Could you help clear my mind? Thanks in advance.

Last edited:

• When you are told that a solid is bounded by the coordinate plane and the plane $$x+10y + 2z = 5$$, are the limits considered to be $$0-1$$ for $$x$$-axis, $$0-10$$ for the $$y$$-axis and $$0-2$$ for the $$z$$ axis. What is the $$=5$$ used for in this question?
Draw a picture. The solid in question is tetrahedral in shape, while the limits you give describe a rectangular brick. The equation they gave describes a plane with normal vector (1, 10, 2) that intersects the axes at the points (5, 0, 0), (0, 1/2, 0) and (0, 0, 5/2).

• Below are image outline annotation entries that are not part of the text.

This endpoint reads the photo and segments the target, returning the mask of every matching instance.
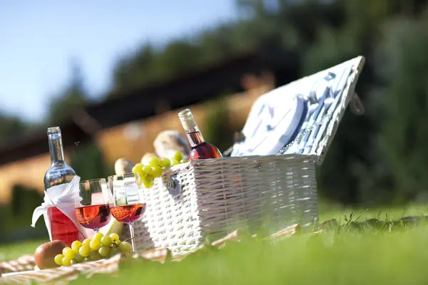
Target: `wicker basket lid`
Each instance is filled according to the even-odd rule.
[[[302,98],[284,96],[281,88],[260,96],[243,129],[245,139],[232,156],[272,155],[295,137],[307,108]]]
[[[358,56],[260,96],[231,156],[298,154],[321,164],[350,102],[357,113],[364,110],[355,93],[364,63]]]

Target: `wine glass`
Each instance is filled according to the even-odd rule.
[[[134,223],[143,217],[146,211],[146,200],[141,188],[139,177],[133,173],[108,177],[108,187],[113,194],[114,207],[111,214],[118,222],[129,225],[132,251],[136,251]]]
[[[77,221],[82,227],[96,233],[111,219],[110,204],[113,198],[105,178],[81,181],[79,196],[75,202]]]

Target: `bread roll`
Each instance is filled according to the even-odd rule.
[[[155,151],[159,157],[171,158],[175,152],[180,152],[183,156],[188,155],[190,146],[187,139],[176,130],[164,130],[159,133],[153,142]]]
[[[116,175],[123,175],[132,172],[133,163],[125,158],[119,158],[114,164],[114,172]]]

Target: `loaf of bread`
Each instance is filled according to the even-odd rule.
[[[159,157],[171,158],[175,152],[183,156],[188,155],[190,146],[186,138],[176,130],[164,130],[159,133],[153,142],[155,151]]]

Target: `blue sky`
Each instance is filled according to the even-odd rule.
[[[114,62],[148,40],[163,43],[235,18],[234,0],[0,2],[0,110],[41,121],[77,58],[93,98]]]

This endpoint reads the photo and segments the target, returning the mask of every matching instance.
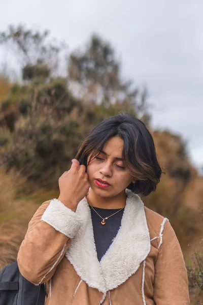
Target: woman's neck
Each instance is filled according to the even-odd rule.
[[[122,192],[112,197],[102,197],[95,194],[91,189],[86,196],[89,204],[100,208],[121,208],[125,206],[126,195]]]

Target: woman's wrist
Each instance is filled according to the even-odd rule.
[[[78,203],[77,202],[73,202],[72,200],[69,199],[63,198],[63,197],[60,195],[58,197],[58,200],[59,200],[62,202],[62,203],[65,205],[66,207],[72,210],[74,212],[76,212],[78,204]]]

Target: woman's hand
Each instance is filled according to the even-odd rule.
[[[85,169],[85,165],[80,165],[78,160],[73,159],[70,169],[58,179],[60,195],[58,199],[74,212],[90,187]]]

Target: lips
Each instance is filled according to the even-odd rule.
[[[100,178],[96,178],[96,180],[97,180],[97,181],[99,181],[101,183],[104,184],[104,185],[106,184],[109,186],[111,185],[108,182],[107,182],[107,181],[106,181],[105,180],[102,180],[101,179],[100,179]]]

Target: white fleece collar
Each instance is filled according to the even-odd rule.
[[[82,219],[82,225],[65,253],[82,280],[104,293],[125,282],[150,251],[143,202],[137,195],[126,192],[121,226],[100,262],[97,259],[91,211],[86,198],[79,203],[76,211]]]

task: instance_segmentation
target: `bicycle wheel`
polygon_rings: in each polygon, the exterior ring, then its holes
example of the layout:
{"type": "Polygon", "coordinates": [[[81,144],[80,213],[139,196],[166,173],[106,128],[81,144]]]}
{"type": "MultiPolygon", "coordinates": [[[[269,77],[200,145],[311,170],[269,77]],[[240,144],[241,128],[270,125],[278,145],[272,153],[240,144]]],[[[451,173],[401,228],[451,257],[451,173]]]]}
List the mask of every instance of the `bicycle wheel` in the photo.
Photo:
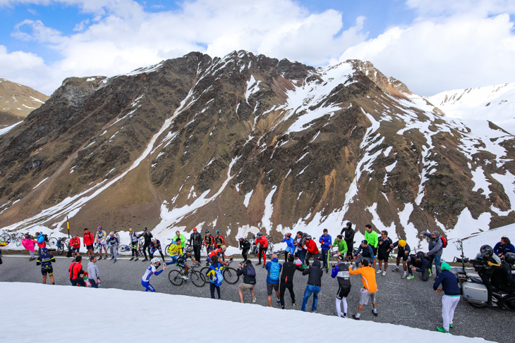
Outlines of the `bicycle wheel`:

Have you taken multivariable calculus yet?

• If you are told that the density is directly proportional to the distance from the $$y-z$$ axis, does that mean that the density is $$kx$$?

Did they say y-z axis, y=z axis or yz-plane ? I'm not sure what they could mean by y-z axis.

Draw a picture. The solid in question is tetrahedral in shape, while the limits you give describe a rectangular brick. The equation they gave describe a plane with normal vector (1, 10, 2) that intersects the axes at the points (5, 0, 0), (0, 1/2, 0) and (0, 0, 5/2). Have you taken multivariable calculus yet?

Yes, I've taken multivariable calculus. I understand the further process to work out the moment of inertia but the limits and the density function that I have to insert confuses me.

Did they say y-z axis, y=z axis or yz-plane ? I'm not sure what they could mean by y-z axis.

Sorry for the confusion. It said $$y-z$$ plane.